MapCarte 270/365: A hand drawn map of Toulouse by Karl Azémar, 2014

MapCarte270_toulouse

Click the image to view web map

There’s a growing trend in contemporary cartography that is supporting the ability for easy and rapid re-styling of OpenStreetMap data. It’s a mapping equivalent of paint by numbers and we’ve featured one or two on MapCarte (e.g. Stamen’s Watercolor in MapCarte108 or Space Station Earth by Eleanor Lutz MapCarte 236). How long the current interest can sustain cartography is questionable because ultimately it’s someone else’s base data and the only outcome is a map of basic topographic detail, styled in a particular way. What purpose infinitely re-styled maps has is still open to question though they are giving people the ability to stretch their digital creative juices.

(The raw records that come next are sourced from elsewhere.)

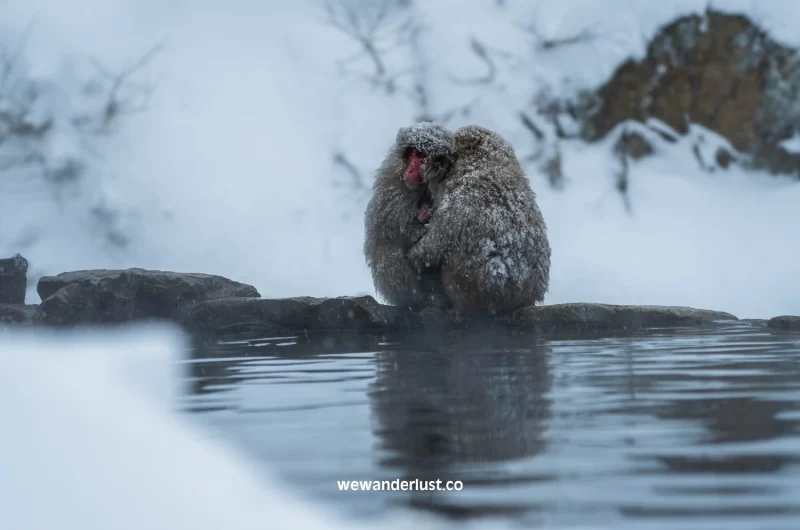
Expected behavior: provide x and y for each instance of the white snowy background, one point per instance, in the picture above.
(230, 169)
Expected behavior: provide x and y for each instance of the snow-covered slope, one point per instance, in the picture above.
(92, 440)
(231, 169)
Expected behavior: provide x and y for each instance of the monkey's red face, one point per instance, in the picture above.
(412, 176)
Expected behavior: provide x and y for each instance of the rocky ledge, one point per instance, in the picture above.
(13, 280)
(213, 305)
(784, 322)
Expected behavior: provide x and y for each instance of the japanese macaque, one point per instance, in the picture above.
(486, 235)
(398, 211)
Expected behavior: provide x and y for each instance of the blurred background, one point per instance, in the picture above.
(240, 138)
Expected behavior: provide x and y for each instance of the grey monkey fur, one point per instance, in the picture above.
(391, 225)
(486, 234)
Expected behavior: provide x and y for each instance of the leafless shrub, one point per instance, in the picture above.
(379, 27)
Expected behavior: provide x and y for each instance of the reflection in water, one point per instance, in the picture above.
(694, 428)
(464, 399)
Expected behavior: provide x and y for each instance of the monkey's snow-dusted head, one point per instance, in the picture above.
(479, 142)
(428, 151)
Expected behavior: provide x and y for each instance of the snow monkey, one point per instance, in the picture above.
(398, 210)
(486, 233)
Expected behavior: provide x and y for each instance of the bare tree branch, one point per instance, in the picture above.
(357, 180)
(479, 49)
(543, 43)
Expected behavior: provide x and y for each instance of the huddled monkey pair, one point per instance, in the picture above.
(453, 223)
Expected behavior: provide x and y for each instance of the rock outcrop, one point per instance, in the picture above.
(242, 314)
(607, 316)
(17, 313)
(13, 280)
(113, 296)
(213, 306)
(717, 70)
(784, 322)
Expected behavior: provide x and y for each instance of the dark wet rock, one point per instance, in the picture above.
(606, 316)
(718, 70)
(13, 280)
(113, 296)
(17, 313)
(251, 314)
(785, 322)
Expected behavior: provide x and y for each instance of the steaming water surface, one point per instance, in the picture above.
(696, 428)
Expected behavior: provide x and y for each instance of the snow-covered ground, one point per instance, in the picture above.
(91, 440)
(231, 168)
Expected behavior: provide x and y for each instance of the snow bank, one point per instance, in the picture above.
(90, 441)
(231, 169)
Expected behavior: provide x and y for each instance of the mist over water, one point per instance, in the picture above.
(230, 169)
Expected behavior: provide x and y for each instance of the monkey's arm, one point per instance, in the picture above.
(430, 249)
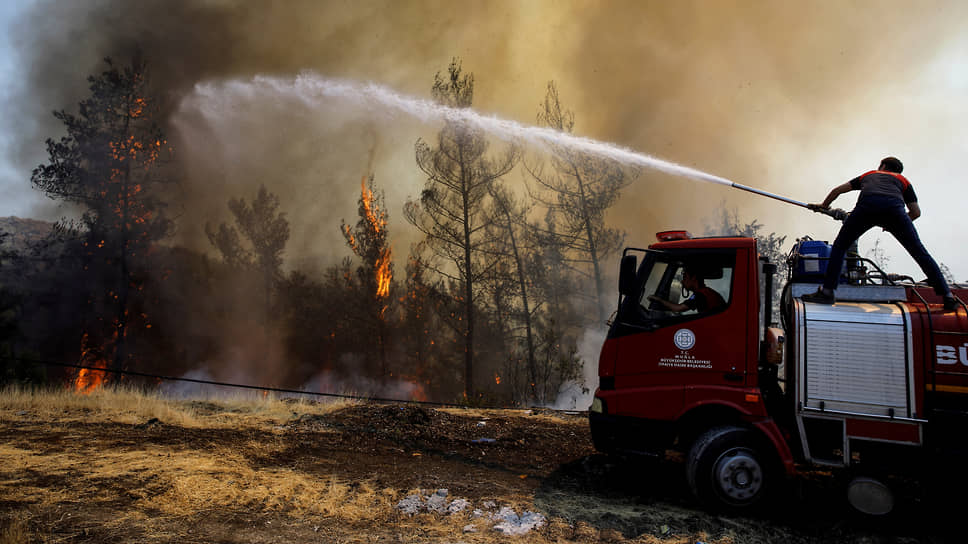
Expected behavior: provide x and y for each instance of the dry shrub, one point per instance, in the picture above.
(15, 531)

This example by Karl Azémar goes a step further than most as he creates a framework for the map by making it appear in a window with a border that suggests an draughtsman’s drawing table. The sliding ruler is a nice touch as it also holds the controls for zooming. The legend and credits panel is moveable and the map is well drawn…literally. The hand drawn pencil and coloured pencil effect is well developed using different line treatments and shaded fills akin to the sort of map one used to create in a geography workbook.

What lifts this map above similar pencil styled maps is the way Azémar has considered not only the layout of the entire map window but also the content that includes a treatment for the names using Post-It notes. It’s a good way to handle labels on this sort of map and he even uses different colours to denote different categories of city. There’s a lot of good cartographic hierarchy in this map.